Qu’appelle-t-on les grands fonds marins
La profondeur des océans est classée selon 5 zones sous-marines distinctes, dont 3 définies comme zones de grands fonds marins. La zone épipélagique de profondeur 0-200 m repose sur le plateau continental. La zone mésopélagique, où vivent un million d’espèces marines recensées, se situe entre 200-1000 m.
La zone bathypélagique est encore une zone d’ombre à ce jour. Elle s’étend sur une profondeur de 1 000 à 4 000 m et donne le point de départ des grands fonds marins, avec 2 autres zones : la zone abyssopélagique (> 4000 m) et la zone hadale (> 6000 m).
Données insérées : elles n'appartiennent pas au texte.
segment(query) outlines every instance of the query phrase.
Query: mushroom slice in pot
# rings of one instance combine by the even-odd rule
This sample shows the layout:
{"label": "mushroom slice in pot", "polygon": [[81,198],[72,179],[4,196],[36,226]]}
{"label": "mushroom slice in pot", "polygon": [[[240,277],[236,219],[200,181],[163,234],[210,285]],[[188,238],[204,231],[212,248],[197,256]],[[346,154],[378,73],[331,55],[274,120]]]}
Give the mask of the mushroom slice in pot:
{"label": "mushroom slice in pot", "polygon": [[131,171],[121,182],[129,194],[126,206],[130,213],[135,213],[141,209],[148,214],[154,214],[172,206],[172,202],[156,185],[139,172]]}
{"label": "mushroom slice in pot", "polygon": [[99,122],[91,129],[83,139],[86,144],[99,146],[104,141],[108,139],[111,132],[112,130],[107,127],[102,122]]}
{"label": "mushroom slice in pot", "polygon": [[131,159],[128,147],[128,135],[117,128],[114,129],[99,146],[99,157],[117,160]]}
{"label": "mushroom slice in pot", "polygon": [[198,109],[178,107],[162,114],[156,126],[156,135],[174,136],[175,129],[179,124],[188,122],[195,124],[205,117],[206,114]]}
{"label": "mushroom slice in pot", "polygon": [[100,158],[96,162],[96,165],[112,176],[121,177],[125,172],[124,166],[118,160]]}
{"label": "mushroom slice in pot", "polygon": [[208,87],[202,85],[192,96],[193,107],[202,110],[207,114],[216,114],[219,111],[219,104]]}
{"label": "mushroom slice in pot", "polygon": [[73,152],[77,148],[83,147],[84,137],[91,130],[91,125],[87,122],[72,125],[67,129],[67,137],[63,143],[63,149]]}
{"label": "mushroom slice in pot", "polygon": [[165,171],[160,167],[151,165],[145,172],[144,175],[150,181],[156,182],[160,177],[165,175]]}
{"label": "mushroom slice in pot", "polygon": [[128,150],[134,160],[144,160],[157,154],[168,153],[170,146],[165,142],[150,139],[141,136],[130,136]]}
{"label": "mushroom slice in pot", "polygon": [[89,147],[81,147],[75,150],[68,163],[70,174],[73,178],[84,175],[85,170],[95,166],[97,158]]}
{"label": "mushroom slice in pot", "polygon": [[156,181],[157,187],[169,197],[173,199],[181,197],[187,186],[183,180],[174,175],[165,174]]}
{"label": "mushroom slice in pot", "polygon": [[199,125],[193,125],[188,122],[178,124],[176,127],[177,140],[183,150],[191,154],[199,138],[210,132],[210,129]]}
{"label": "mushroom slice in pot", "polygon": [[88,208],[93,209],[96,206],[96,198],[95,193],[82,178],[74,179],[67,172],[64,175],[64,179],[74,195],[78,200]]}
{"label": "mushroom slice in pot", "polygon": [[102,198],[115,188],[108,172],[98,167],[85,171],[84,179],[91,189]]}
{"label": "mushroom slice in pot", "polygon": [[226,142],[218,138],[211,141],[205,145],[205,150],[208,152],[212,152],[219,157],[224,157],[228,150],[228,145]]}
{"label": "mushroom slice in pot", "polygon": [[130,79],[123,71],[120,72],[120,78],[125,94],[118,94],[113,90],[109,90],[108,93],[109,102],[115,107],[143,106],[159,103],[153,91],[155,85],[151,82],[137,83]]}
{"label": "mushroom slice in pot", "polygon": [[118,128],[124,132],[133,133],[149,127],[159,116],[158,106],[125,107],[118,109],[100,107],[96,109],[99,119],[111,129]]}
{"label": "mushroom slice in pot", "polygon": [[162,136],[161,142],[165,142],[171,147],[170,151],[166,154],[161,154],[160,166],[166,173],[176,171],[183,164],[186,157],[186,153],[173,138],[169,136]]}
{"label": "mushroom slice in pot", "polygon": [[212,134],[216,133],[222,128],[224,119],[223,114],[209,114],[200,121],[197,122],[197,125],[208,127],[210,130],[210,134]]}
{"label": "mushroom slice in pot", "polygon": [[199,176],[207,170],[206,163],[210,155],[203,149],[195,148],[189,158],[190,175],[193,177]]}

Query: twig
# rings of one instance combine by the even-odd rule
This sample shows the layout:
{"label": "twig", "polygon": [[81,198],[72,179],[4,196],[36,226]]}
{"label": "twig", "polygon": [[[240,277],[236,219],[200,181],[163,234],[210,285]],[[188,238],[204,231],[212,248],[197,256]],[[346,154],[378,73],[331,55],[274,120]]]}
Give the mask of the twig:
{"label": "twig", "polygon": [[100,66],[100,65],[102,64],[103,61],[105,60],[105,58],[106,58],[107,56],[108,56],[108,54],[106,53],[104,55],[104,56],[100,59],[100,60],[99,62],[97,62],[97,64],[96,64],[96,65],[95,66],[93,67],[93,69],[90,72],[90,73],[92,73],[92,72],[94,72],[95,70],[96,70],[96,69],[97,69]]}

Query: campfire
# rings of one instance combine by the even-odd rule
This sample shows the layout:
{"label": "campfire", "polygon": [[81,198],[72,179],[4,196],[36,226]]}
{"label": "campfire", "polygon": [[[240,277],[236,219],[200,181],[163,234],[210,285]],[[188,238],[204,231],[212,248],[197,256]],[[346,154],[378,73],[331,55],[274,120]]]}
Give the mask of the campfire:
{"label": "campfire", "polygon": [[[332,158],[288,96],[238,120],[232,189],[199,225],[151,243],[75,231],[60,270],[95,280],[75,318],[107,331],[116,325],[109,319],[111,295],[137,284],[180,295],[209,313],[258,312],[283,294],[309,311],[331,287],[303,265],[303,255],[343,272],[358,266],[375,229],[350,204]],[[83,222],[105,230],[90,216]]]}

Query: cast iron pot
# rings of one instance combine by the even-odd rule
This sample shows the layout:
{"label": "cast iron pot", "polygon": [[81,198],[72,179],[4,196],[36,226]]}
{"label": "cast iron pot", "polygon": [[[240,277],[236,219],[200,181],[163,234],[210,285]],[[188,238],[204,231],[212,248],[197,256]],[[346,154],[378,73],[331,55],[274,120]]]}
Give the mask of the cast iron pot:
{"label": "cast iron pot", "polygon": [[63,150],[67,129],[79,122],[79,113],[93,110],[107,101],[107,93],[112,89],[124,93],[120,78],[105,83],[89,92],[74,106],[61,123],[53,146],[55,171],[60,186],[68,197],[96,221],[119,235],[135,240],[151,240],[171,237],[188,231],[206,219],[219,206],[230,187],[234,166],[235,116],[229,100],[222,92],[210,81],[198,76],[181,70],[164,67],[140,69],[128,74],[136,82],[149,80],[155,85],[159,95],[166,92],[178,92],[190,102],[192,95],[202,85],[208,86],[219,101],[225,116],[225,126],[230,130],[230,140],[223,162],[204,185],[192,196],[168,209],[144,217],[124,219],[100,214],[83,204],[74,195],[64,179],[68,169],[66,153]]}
Ces grands fonds représentent 88,1 % du plancher océanique, soit plus de 320 millions de kilomètres carrés encore inexplorés, selon la fondation de la mer (Fondation de la Mer, 2022).
Par définition, les grands fonds marins débutent à 1000 m sous l’eau, par l’absence totale de lumière, un grand froid, et une haute pression. Plus communément appelé les abysses, ces grands fonds occupent les deux tiers de la planète Terre. Les grands fonds marins disposent de caractéristiques uniques. Il y réside une température froide et stable, une pression extrême, une obscurité totale, une bioluminescence, de vastes étendues de fonds plats et un taux d’oxygène dissous faible. Un environnement incomparable sur la planète Terre, qui en fait un territoire encore inconnu.
Une réserve potentielle de richesses biologiques et minières
Parfois considérés comme le berceau de la vie, les grands fonds marins sont potentiellement une réserve biologique et minière d’une très grande richesse. Les enjeux sont importants sur les plans économiques, écologiques et environnementaux.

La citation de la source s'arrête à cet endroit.